Un fait semble révélateur de cette montée aux extrêmes : la Russie mène régulièrement des exercices militaires à grande échelle, simulant notamment une invasion des États baltes. Les Russes pourraient-ils occuper ces pays et la partie orientale de la Pologne puis menacer l’Otan de représailles nucléaires ?

Les Russes s’entraînent régulièrement à de tels scénarios – c’est un fait. C’est aussi un fait que la phase finale de ces exercices est toujours effroyable : c’est ce qu’ils appellent « l’escalade pour la désescalade nucléaire »[1. Elbridge Colby, « Russia’s Evolving Nuclear Doctrine and its Implications », note de la Fondation pour la recherche stratégique (FRS), 12 janvier 2016.] Ce qui revient à dire : « Nous prenons les territoires qui nous intéressent et si vous protestez, nous vous menacerons avec l’emploi de l’arme nucléaire. » N’oublions pas que l’emploi en premier du nucléaire fait partie intégrante de la pensée stratégique russe » !

Dans un tel cas de figure, comment réagirait l’Otan ?

En cas d’attaque sur les pays Baltes, en l’absence de forces conventionnelles suffisantes pour arrêter les Russes, l’Otan ne prendrait pas le risque d’une destruction totale de villes européennes au cours d’une guerre nucléaire. Les Russes l’ont bien compris. À leurs yeux, ce serait l’occasion rêvée de détruire l’Alliance atlantique, de remettre la main sur les États baltes et de nous dire : « Et maintenant, qu’est-ce que vous allez faire ? » Autrement dit, sans aller jusqu’à envoyer ses chars à Paris, l’armée russe attaquerait l’Europe de l’Est pour briser l’Otan en découplant l’alliance entre les États-Unis et la sécurité européenne. Ce n’est pas un hasard si, en 2015, à la tribune de l’ONU, Poutine a fait l’éloge du système international issu des accords de Yalta (1945), le décrivant comme un modèle de stabilité pour l’humanité. De quoi donner des sueurs froides aux Tchèques ou aux Polonais…

Si la menace russe est aussi importante, on se demande pourquoi l’Otan paraît si faible…

N’exagérons rien. L’Otan est l’alliance la plus prospère que le monde ait connue. Bien que certains aient prédit sa disparition, en 2019 elle aura 70 ans… Mais alors que les défis auxquels elle doit faire face sont immenses, les membres européens de l’Alliance s’acharnent à la sous-financer. Et ce, alors que les Européens restent dépendants des États-Unis pour assurer leur défense. Qui plus est, l’Otan ne dispose pas des bonnes forces au bon endroit. Les pays-membres de l’Alliance disposent de 3,5 millions d’hommes et de femmes sous les armes mais leur force de réaction rapide n’en compte actuellement que 13 000 !

Pourtant, en termes de moyens, la puissance de l’Alliance atlantique est sans commune mesure avec celle de la Russie. Le budget de la Défense américain atteint les 596 milliards de dollars, contre seulement 66,4 milliards pour Moscou…

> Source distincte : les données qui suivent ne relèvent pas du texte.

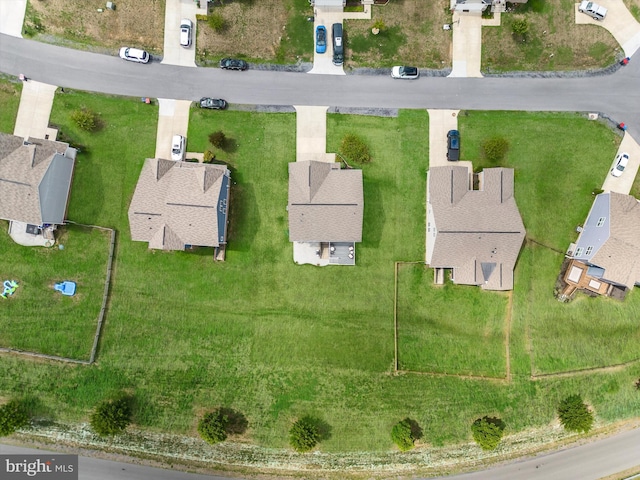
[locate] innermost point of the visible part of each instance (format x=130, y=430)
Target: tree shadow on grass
x=237, y=423
x=324, y=429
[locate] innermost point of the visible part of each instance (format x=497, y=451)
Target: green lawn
x=9, y=100
x=275, y=340
x=454, y=329
x=37, y=318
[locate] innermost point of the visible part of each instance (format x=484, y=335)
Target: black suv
x=233, y=64
x=453, y=145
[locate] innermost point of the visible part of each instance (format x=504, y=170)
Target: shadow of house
x=178, y=205
x=478, y=234
x=35, y=183
x=605, y=259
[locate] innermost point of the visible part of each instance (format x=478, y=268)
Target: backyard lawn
x=275, y=340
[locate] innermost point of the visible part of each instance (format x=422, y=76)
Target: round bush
x=212, y=427
x=13, y=415
x=487, y=432
x=575, y=415
x=495, y=148
x=402, y=435
x=353, y=148
x=112, y=416
x=303, y=435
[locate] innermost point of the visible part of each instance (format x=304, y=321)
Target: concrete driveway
x=467, y=44
x=173, y=119
x=34, y=110
x=624, y=182
x=440, y=122
x=12, y=16
x=619, y=21
x=311, y=134
x=174, y=53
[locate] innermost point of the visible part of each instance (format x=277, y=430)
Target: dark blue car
x=321, y=39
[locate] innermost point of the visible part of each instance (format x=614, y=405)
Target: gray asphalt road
x=616, y=95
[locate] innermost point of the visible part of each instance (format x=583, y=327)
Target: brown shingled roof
x=22, y=169
x=620, y=254
x=326, y=203
x=176, y=204
x=477, y=233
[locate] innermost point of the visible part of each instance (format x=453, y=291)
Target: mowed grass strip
x=453, y=329
x=36, y=318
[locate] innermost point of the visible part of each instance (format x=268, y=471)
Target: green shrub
x=495, y=148
x=216, y=22
x=304, y=435
x=487, y=432
x=112, y=416
x=520, y=27
x=353, y=148
x=575, y=415
x=209, y=156
x=218, y=139
x=212, y=427
x=402, y=435
x=85, y=119
x=13, y=415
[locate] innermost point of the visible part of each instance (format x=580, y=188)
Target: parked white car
x=621, y=161
x=134, y=55
x=186, y=29
x=592, y=9
x=178, y=147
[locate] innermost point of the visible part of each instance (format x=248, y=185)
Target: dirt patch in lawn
x=413, y=35
x=252, y=29
x=553, y=41
x=138, y=23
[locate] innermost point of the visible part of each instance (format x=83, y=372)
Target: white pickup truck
x=592, y=9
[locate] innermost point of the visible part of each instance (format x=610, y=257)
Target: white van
x=592, y=9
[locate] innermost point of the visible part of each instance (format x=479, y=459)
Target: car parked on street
x=134, y=55
x=178, y=147
x=233, y=64
x=619, y=164
x=321, y=39
x=406, y=73
x=186, y=30
x=453, y=145
x=338, y=45
x=213, y=103
x=592, y=9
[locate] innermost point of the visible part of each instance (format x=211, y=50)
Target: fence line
x=105, y=297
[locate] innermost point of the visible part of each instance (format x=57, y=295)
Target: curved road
x=616, y=95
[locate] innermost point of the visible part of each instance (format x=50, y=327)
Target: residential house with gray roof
x=605, y=258
x=35, y=182
x=326, y=206
x=477, y=233
x=178, y=204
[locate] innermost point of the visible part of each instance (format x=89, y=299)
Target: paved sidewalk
x=12, y=16
x=467, y=44
x=624, y=182
x=173, y=119
x=440, y=122
x=311, y=134
x=35, y=108
x=619, y=21
x=174, y=53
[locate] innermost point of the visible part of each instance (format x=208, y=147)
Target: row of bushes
x=112, y=416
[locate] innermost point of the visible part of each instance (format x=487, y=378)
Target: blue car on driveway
x=321, y=39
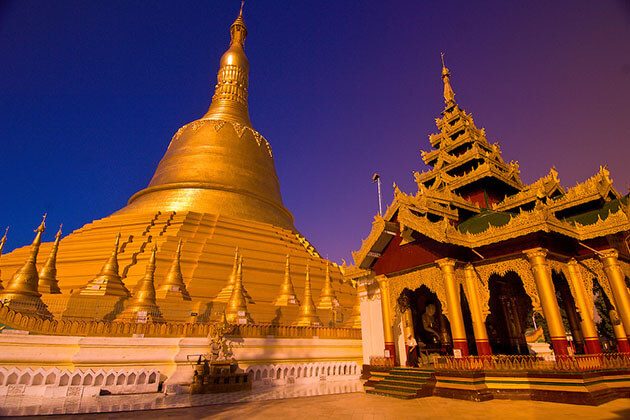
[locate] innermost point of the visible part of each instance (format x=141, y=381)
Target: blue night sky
x=91, y=93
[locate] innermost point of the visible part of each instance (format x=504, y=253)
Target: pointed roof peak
x=449, y=94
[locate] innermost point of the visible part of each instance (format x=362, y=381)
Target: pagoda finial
x=308, y=311
x=236, y=310
x=287, y=291
x=327, y=298
x=173, y=284
x=4, y=239
x=230, y=93
x=142, y=306
x=21, y=292
x=2, y=242
x=48, y=275
x=449, y=94
x=108, y=281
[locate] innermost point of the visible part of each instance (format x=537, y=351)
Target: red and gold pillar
x=587, y=324
x=479, y=326
x=386, y=308
x=617, y=282
x=544, y=284
x=458, y=332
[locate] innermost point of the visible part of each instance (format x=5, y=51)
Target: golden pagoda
x=3, y=241
x=215, y=189
x=142, y=307
x=21, y=293
x=308, y=310
x=48, y=275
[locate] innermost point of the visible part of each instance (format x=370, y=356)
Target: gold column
x=458, y=332
x=386, y=308
x=479, y=326
x=544, y=284
x=617, y=282
x=587, y=324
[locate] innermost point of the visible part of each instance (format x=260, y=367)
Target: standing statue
x=429, y=324
x=220, y=346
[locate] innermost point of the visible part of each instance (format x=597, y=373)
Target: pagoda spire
x=236, y=310
x=142, y=307
x=174, y=282
x=308, y=311
x=230, y=94
x=354, y=321
x=327, y=298
x=48, y=275
x=287, y=291
x=21, y=293
x=108, y=281
x=2, y=242
x=449, y=94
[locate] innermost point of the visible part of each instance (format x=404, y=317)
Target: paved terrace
x=332, y=400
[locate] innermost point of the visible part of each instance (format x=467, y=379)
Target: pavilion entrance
x=510, y=313
x=431, y=328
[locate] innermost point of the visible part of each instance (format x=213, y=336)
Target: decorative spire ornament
x=236, y=310
x=21, y=293
x=229, y=101
x=142, y=307
x=354, y=321
x=173, y=285
x=287, y=291
x=48, y=274
x=308, y=312
x=226, y=292
x=449, y=94
x=327, y=297
x=2, y=242
x=108, y=281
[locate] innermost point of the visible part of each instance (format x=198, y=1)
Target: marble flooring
x=34, y=406
x=360, y=406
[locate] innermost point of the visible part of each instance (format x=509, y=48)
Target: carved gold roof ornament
x=142, y=307
x=108, y=281
x=48, y=282
x=308, y=310
x=599, y=186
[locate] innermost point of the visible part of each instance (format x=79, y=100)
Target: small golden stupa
x=215, y=190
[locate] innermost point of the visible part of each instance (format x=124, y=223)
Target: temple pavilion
x=477, y=262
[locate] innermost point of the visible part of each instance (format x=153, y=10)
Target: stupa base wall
x=289, y=360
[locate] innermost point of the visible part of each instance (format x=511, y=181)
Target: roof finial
x=449, y=94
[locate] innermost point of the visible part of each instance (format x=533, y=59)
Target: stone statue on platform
x=220, y=346
x=429, y=324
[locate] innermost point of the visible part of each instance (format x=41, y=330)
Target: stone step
x=394, y=394
x=410, y=377
x=396, y=387
x=413, y=382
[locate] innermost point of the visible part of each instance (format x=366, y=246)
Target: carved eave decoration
x=511, y=177
x=372, y=247
x=540, y=219
x=544, y=187
x=599, y=186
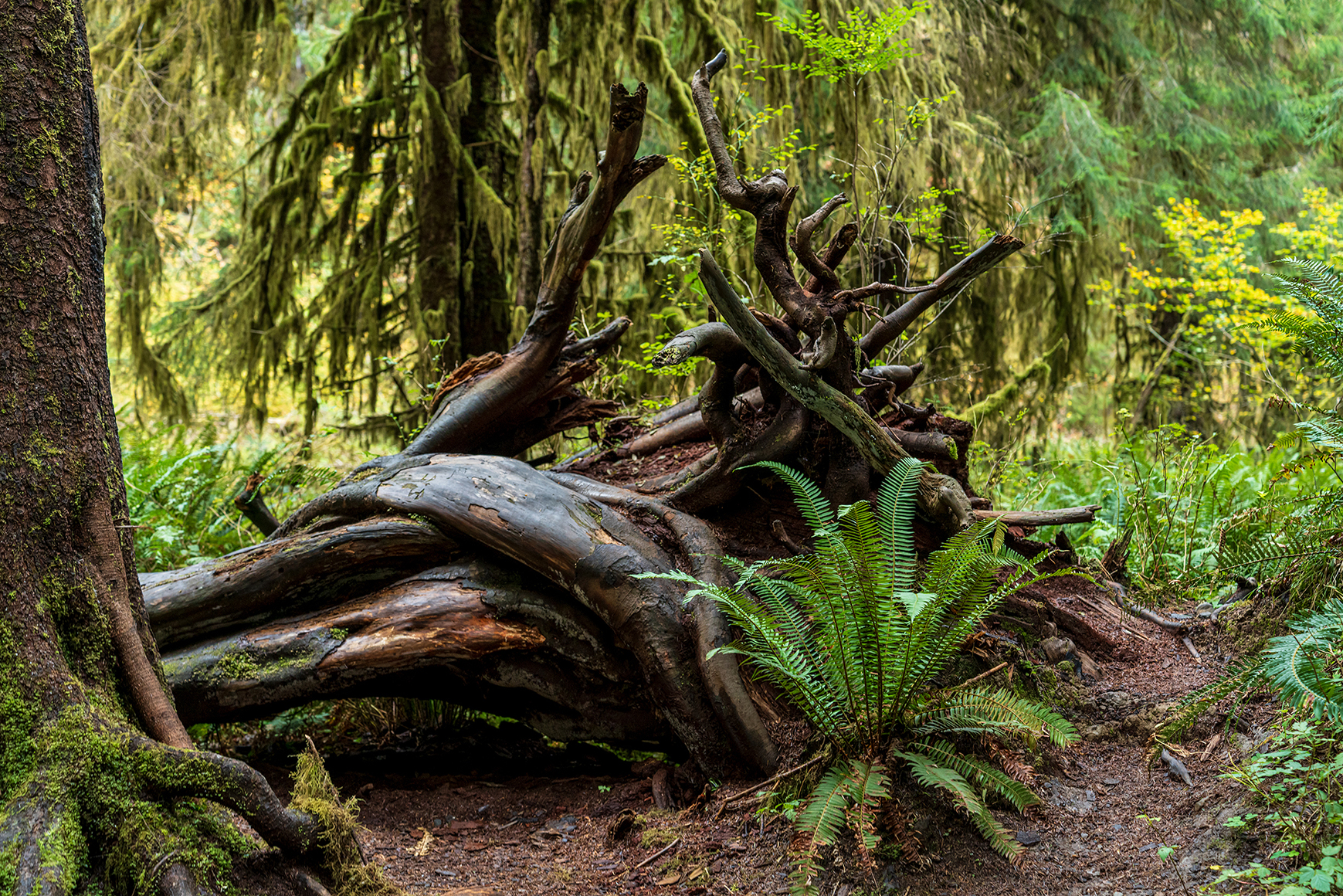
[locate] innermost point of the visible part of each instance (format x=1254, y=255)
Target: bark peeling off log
x=721, y=674
x=588, y=550
x=312, y=568
x=439, y=634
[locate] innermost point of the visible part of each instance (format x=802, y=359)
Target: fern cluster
x=854, y=637
x=1304, y=664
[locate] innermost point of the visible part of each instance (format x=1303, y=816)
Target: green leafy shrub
x=856, y=638
x=180, y=484
x=1297, y=783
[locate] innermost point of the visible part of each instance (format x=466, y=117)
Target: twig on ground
x=979, y=677
x=755, y=789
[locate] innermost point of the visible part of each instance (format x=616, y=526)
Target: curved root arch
x=541, y=602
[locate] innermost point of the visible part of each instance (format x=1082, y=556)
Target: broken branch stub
x=941, y=499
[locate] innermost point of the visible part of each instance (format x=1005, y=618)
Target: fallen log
x=1059, y=516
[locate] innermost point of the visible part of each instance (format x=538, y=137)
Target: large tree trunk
x=96, y=763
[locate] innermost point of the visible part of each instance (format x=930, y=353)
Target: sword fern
x=854, y=637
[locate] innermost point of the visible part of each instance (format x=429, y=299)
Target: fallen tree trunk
x=481, y=581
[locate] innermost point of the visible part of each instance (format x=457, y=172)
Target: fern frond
x=979, y=774
x=966, y=798
x=1304, y=663
x=823, y=814
x=870, y=783
x=1188, y=711
x=977, y=710
x=814, y=507
x=896, y=504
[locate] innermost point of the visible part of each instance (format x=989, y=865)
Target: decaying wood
x=478, y=579
x=1057, y=516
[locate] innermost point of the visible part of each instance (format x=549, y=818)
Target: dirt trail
x=504, y=814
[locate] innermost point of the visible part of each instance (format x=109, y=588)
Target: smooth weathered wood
x=1056, y=516
x=472, y=412
x=939, y=497
x=948, y=283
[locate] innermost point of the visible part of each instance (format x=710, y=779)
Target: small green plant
x=1297, y=781
x=854, y=638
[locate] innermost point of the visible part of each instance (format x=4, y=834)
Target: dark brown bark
x=478, y=579
x=474, y=407
x=81, y=685
x=531, y=175
x=487, y=308
x=437, y=191
x=606, y=668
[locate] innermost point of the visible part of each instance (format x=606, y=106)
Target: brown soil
x=501, y=812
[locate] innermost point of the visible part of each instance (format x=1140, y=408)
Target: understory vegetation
x=316, y=212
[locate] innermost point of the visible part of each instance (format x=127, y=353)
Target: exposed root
x=721, y=674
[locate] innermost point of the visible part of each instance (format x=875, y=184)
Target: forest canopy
x=870, y=399
x=348, y=199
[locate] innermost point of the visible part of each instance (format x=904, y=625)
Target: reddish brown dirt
x=516, y=816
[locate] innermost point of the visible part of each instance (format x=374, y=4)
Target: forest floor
x=499, y=810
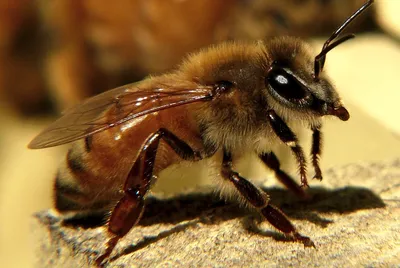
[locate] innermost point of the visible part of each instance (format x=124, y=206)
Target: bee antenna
x=321, y=57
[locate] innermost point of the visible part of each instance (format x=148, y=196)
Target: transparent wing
x=113, y=108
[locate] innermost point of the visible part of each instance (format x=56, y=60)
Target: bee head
x=294, y=78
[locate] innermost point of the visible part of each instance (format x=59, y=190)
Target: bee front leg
x=271, y=161
x=316, y=151
x=130, y=207
x=260, y=200
x=289, y=138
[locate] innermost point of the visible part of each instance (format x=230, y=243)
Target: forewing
x=113, y=108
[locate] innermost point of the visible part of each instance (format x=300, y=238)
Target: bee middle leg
x=130, y=207
x=260, y=200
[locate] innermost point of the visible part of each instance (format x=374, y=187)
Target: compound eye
x=286, y=87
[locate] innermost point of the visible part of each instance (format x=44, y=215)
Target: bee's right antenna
x=320, y=58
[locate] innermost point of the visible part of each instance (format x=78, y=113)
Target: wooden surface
x=353, y=217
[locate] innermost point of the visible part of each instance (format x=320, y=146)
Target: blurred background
x=53, y=54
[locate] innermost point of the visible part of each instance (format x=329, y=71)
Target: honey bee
x=224, y=101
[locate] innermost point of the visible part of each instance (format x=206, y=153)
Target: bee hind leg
x=260, y=200
x=130, y=207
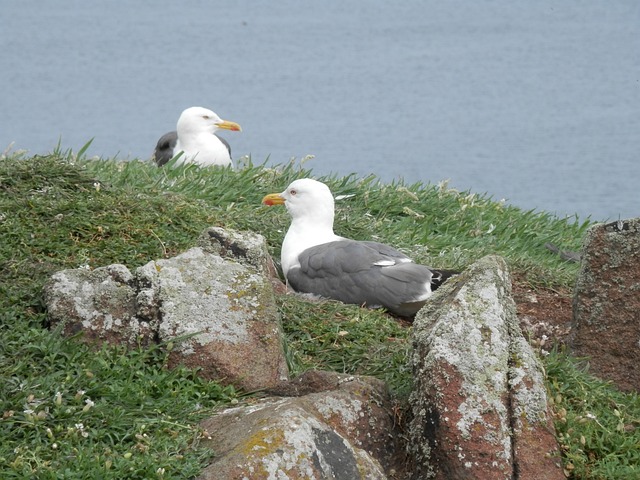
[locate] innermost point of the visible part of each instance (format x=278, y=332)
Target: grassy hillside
x=67, y=412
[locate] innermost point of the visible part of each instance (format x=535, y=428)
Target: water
x=535, y=102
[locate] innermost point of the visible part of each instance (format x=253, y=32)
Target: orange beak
x=273, y=199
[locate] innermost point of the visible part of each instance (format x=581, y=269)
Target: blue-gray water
x=535, y=102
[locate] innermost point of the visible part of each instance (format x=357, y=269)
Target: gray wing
x=164, y=148
x=362, y=273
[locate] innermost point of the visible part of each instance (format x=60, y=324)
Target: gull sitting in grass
x=196, y=140
x=317, y=261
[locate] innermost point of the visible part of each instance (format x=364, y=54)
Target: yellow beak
x=273, y=199
x=226, y=125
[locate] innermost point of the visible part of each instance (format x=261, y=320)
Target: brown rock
x=606, y=303
x=479, y=401
x=345, y=433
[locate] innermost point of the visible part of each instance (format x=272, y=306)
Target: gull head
x=196, y=120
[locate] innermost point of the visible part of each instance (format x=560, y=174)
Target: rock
x=344, y=433
x=247, y=248
x=220, y=313
x=606, y=303
x=100, y=303
x=479, y=400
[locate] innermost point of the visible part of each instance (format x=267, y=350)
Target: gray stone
x=219, y=314
x=479, y=400
x=606, y=303
x=345, y=433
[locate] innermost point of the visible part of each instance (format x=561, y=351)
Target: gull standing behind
x=196, y=139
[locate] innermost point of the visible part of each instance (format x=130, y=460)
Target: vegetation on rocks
x=69, y=412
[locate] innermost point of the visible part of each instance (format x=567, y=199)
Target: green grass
x=136, y=419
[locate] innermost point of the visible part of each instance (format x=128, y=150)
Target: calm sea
x=535, y=102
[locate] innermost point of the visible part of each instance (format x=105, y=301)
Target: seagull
x=317, y=261
x=196, y=139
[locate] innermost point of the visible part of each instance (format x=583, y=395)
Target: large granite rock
x=218, y=312
x=606, y=303
x=479, y=400
x=344, y=432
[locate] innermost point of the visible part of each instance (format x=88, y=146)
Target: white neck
x=203, y=148
x=302, y=234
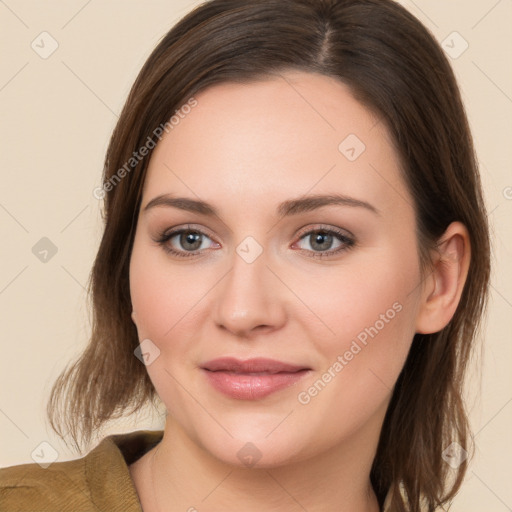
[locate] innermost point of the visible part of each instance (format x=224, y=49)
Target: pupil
x=322, y=236
x=191, y=238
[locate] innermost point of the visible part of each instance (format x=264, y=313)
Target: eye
x=184, y=242
x=321, y=242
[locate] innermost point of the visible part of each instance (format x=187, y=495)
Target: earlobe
x=443, y=286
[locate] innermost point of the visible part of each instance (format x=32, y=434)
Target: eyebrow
x=286, y=208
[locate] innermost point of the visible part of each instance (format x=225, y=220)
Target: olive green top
x=98, y=482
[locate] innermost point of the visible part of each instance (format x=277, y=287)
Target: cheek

En termes de capacités de défense, l’Otan surpasse la Russie, de même que les Etats-Unis à eux seuls. Néanmoins, les Russes peuvent concentrer leurs forces sur une zone géographique limitée, comme les pays Baltes. Et malgré ses moyens, si elle ne dispose pas d’effectifs militaires dans cette zone, l’Otan ne pourra rien faire !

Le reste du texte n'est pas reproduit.